Corruption Reigns at the EPA

In addition to issuing regulations that restrict economic growth and bankrupt industry, the Environmental Protection Agency (EPA) is also seriously mismanaged.

A Fox News exclusive story reveals that a number of agency bureaucrats were on paid administrative leave because of misconduct and received over a million dollars in compensation.

Eight Environmental Protection Agency employees who racked up a total of more than ten years’ worth of paid “administrative leave” between 2011 and 2014 — valued at more than $1,096,000 — apparently did so because they were involved in “cases of alleged serious misconduct,” Fox News has learned.

In a memorandum sent from EPA’s acting assistant administrator, Nanci E. Gelb, to EPA’s inspector general, Arthur Elkins — a draft also was given to Fox News — the agency has revealed that at least three of the affected employees have now left EPA.

All of the eight “were or are subject to a disciplinary process,” an EPA official told Fox News, adding that, “we cannot comment on the circumstances of their departure from the agency for those who are no longer employed by EPA.”

In one instance, an EPA employee was on paid leave for three years.

Managerial problems at the EPA are not new. Last year, John Beale – a high ranking official – was sent to jail because he was paid by the EPA while lying about his whereabouts. In an elaborate scheme, Beale concocted a story that he was a CIA agent and during his ten year scam, he fooled his EPA supervisors by telling them his absence from work was due to his role for the intelligence agency.

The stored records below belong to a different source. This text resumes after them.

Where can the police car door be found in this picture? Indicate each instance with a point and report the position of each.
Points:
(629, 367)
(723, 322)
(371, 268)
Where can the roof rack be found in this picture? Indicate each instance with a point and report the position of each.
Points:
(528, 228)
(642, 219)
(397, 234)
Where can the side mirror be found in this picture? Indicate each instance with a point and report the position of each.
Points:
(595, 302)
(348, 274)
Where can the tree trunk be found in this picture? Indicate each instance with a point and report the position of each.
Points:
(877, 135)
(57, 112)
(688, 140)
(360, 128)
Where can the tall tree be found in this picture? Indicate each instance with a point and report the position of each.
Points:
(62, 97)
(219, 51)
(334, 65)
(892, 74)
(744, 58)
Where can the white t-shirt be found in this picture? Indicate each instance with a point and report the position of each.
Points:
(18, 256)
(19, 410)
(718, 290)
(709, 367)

The new revelations about EPA employees being paid for not working was a result of an investigation from the agency’s inspector general office.

Consistent with its arrogant behavior, the EPA has interfered with the investigation of its staff.

In the intervening months, OIG has charged that various EPA officials have stonewalled its efforts to investigate the Beale scandal, and that a separate EPA branch for homeland security has illegally prevented OIG interviews of employees and kept other evidence out of the watchdogs’ hands.

The stonewalling also has been mentioned in a special letter signed by 47 of the administration’s 73 inspectors general, spread across a spectrum of government agencies, and complaining about “serious limitations on access to records” that were creating “potentially serious challenges” to “our ability to conduct our work thoroughly, independently and in a timely manner.”

Bad policy, gross mismanagement and intimidation of investigators are hallmarks of a government agency that is clearly out of control.